One of the fascinating aspects about martial arts, at least to me, is that there's so many different dimensions to it. Of course there is technique, cardio and fight IQ, but what I find less information on is the physiological transformation your body goes through. Practitioners that have been fighting for years will have conditioned their limbs and torso to dish out as well as absorb damage. However, it only goes so far; there are limits to what the body can be put through and there are plenty of instances where pros have had to hang up the gloves due to injury.
Floyd Mayweather despite his defensive and evasive prowess has admitted his hands have grown more brittle due to all the training and fights. Same may apply to other parts of the body too. One of the half-joking axioms out there is "one cannot condition one's chin." But on balance, I think the point still stands that fighting entails a unique kind of physiological conditioning. And without it, holding all other factors equal, we might see very different results if one combatant had the bone and muscle conditioning for fighting while the other did not. Two examples off the top of my head:
- Exhibition match of Pacqiao vs Shaquel O'Neil. Of course it was mostly in good fun, but Pacqiao is reported to have felt fine afterwords whereas O'Neil despite his size advantage was in considerable pain. After all, in basketball contact results in a stop of play and a foul.

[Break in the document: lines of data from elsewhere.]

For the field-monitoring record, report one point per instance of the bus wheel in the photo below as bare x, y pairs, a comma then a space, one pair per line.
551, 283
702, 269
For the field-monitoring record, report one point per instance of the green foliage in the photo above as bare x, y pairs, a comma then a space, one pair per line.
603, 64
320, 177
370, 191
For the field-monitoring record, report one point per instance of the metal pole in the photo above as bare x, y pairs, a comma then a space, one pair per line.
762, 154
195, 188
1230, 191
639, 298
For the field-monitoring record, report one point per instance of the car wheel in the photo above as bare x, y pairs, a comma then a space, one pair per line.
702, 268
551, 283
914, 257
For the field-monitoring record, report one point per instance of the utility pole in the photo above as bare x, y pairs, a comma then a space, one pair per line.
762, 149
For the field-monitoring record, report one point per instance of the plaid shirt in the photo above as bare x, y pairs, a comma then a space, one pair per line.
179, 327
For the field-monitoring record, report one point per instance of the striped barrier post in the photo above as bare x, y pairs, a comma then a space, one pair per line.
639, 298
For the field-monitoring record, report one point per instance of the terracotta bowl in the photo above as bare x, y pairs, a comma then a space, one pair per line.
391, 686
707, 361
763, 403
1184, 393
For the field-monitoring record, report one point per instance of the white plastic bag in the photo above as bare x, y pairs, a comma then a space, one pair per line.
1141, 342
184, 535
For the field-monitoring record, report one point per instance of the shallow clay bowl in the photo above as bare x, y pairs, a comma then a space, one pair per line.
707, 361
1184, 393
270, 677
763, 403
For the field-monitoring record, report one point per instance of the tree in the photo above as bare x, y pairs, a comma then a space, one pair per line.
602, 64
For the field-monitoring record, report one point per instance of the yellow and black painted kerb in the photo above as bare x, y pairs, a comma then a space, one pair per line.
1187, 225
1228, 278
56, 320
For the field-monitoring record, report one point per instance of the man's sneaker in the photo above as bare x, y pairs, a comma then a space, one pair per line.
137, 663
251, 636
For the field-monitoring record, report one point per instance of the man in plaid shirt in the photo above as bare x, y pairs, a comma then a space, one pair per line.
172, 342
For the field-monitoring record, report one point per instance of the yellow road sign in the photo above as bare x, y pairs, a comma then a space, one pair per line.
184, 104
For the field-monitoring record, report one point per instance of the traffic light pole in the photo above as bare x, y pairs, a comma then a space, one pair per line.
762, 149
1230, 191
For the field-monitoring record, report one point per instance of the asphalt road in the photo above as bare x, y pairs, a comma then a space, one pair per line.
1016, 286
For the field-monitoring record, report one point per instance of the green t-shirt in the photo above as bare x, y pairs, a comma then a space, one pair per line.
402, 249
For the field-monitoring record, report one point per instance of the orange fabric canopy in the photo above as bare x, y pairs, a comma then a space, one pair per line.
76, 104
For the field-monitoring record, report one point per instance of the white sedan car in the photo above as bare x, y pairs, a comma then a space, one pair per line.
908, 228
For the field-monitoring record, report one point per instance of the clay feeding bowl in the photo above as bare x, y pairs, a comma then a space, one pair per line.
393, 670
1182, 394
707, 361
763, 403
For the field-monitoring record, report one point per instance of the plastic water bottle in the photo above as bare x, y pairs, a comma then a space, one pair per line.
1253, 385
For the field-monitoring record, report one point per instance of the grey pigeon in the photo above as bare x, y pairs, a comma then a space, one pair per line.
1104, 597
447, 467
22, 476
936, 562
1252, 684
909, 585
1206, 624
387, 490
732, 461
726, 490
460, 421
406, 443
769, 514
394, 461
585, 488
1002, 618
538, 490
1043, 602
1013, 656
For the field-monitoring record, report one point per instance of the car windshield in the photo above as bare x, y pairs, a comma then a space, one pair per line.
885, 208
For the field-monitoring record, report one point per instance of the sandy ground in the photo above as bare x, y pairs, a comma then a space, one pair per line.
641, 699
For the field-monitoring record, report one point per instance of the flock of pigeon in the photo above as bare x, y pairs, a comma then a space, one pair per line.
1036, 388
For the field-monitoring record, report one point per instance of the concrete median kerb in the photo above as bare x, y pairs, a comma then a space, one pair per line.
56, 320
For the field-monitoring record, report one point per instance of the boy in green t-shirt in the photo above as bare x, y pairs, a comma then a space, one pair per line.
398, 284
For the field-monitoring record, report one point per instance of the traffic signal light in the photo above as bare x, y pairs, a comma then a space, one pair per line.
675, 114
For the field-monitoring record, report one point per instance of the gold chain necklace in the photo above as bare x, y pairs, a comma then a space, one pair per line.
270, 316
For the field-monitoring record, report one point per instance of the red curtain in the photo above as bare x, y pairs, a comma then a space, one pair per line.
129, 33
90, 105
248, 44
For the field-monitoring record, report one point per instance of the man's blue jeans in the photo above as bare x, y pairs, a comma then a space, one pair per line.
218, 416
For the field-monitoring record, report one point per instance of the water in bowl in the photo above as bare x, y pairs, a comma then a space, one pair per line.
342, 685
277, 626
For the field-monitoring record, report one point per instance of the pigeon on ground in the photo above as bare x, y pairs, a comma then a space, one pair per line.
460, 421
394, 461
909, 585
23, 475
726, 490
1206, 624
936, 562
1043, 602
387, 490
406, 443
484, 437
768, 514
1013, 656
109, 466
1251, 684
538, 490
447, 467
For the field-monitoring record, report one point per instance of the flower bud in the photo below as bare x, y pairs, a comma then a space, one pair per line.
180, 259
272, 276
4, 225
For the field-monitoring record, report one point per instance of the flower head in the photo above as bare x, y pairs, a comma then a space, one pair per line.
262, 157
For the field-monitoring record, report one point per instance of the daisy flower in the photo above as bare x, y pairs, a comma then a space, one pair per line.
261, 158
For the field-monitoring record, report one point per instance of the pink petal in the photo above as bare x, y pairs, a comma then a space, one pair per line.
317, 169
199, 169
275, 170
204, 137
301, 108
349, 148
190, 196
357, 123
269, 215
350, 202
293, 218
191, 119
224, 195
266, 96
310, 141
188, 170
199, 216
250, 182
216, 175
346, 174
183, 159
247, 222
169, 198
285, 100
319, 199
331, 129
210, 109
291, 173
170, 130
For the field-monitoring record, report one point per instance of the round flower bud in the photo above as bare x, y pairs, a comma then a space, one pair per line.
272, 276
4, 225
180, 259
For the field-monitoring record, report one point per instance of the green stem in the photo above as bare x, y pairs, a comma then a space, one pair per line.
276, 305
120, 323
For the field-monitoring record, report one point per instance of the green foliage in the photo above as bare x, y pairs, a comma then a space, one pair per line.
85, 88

- The early days of the UFC where pure karate / taekwando athletes would square off against muaithai and wrestlers. While there may be some expertise deficiencies for take downs and ground game, but I'd wager if taekwando practitioners had more hours invested in full contact sparring and less stylized striking or hitting a makiwara the result might surprise us. For it was quite easy to see that the muaithai strikers were way more resilient to getting hit because of the training style; there bodies were more acclimated to MMA.